The analysis is performed on three main datasets:
- Orders DataFrame: Contains information about sales orders.
- People DataFrame: Contains information about people involved in sales.
- Returns DataFrame: Contains information about product returns.
Explore the interactive Sales Dashboard on Tableau Public: Sales Dashboard
- Loaded the data from the Excel file.
- Checked for missing values in the Orders DataFrame and displayed the summary.
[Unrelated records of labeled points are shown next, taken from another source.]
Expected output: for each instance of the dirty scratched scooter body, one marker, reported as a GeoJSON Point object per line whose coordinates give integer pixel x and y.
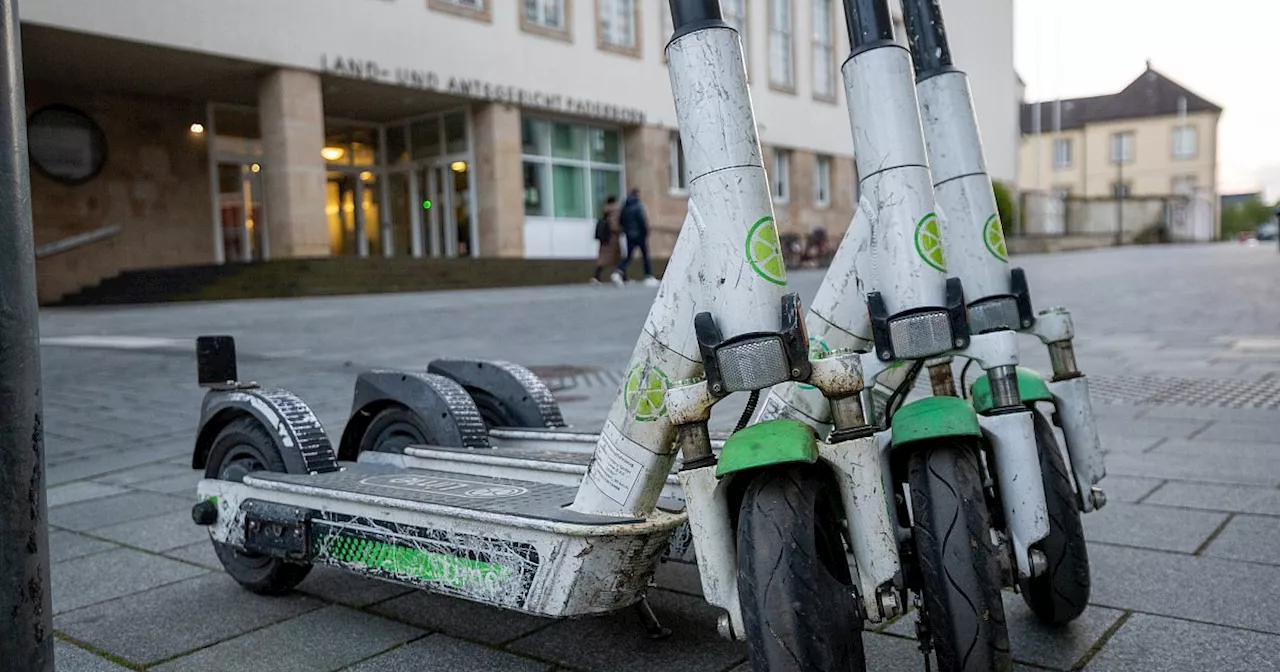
{"type": "Point", "coordinates": [766, 513]}
{"type": "Point", "coordinates": [1052, 570]}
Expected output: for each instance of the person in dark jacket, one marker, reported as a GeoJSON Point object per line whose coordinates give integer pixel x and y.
{"type": "Point", "coordinates": [635, 227]}
{"type": "Point", "coordinates": [607, 231]}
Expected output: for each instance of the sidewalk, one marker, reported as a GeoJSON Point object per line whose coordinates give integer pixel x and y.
{"type": "Point", "coordinates": [1185, 557]}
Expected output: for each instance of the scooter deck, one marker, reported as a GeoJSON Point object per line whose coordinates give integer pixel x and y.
{"type": "Point", "coordinates": [437, 489]}
{"type": "Point", "coordinates": [503, 542]}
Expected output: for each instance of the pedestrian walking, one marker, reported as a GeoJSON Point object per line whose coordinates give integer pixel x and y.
{"type": "Point", "coordinates": [607, 229]}
{"type": "Point", "coordinates": [635, 227]}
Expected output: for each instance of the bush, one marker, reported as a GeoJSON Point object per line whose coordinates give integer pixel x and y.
{"type": "Point", "coordinates": [1006, 209]}
{"type": "Point", "coordinates": [1244, 216]}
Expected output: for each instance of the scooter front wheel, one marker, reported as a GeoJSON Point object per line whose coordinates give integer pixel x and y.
{"type": "Point", "coordinates": [241, 448]}
{"type": "Point", "coordinates": [956, 560]}
{"type": "Point", "coordinates": [799, 603]}
{"type": "Point", "coordinates": [1060, 594]}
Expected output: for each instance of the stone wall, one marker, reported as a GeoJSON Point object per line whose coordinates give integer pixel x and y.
{"type": "Point", "coordinates": [154, 186]}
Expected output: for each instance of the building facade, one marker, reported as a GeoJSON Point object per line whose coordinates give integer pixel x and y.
{"type": "Point", "coordinates": [1153, 138]}
{"type": "Point", "coordinates": [184, 132]}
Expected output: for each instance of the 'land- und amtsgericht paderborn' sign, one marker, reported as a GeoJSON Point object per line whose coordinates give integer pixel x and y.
{"type": "Point", "coordinates": [476, 88]}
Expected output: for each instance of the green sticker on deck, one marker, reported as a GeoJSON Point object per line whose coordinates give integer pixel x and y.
{"type": "Point", "coordinates": [645, 392]}
{"type": "Point", "coordinates": [928, 242]}
{"type": "Point", "coordinates": [993, 234]}
{"type": "Point", "coordinates": [764, 252]}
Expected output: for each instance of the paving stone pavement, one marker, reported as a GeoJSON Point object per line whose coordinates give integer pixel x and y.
{"type": "Point", "coordinates": [1185, 558]}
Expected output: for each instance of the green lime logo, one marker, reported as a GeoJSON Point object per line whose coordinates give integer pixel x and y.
{"type": "Point", "coordinates": [928, 242]}
{"type": "Point", "coordinates": [993, 234]}
{"type": "Point", "coordinates": [817, 348]}
{"type": "Point", "coordinates": [645, 392]}
{"type": "Point", "coordinates": [764, 252]}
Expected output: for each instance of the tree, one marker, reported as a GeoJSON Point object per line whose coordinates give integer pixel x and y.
{"type": "Point", "coordinates": [1246, 216]}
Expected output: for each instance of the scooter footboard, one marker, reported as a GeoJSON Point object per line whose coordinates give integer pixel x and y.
{"type": "Point", "coordinates": [544, 567]}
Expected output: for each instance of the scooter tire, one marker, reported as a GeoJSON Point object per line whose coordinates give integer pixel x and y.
{"type": "Point", "coordinates": [800, 608]}
{"type": "Point", "coordinates": [1059, 595]}
{"type": "Point", "coordinates": [393, 429]}
{"type": "Point", "coordinates": [958, 565]}
{"type": "Point", "coordinates": [242, 447]}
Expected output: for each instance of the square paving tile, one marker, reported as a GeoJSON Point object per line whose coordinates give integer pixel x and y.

- Converted the 'Order Date' column to datetime format.
- Dropped duplicate rows.
- Reset the index after cleaning.
- Checked for missing values in the People DataFrame and displayed the summary.
- Dropped duplicate rows.
- Reset the index after cleaning.
- Checked for missing values in the Returns DataFrame and displayed the summary.
- Dropped duplicate rows.
- Reset the index after cleaning.
- Displayed summary statistics for numerical columns in the Orders DataFrame.
- Plotted the distribution of the 'Order Date' column using a histogram.
- Visualized the distribution of the 'Category' column using a countplot.
- Calculated the correlation matrix for numerical columns in the Orders DataFrame.
- Visualized the correlation matrix using a heatmap.
- Plotted a time series analysis of sales over time.
- Identified the top 10 cities by total sales.
- Filtered the Orders DataFrame for the top 10 cities.
- Visualized the geographical distribution of sales using a scatter plot for the top 10 cities.
- Ensure you have the necessary libraries installed (
pandas
,matplotlib
,seaborn
). - Load your sales data in Excel format with sheets named 'Orders', 'People', and 'Returns'.
- Run the provided Python script to clean and visualize the data.
Feel free to customize and adapt the code according to your specific dataset and analysis needs.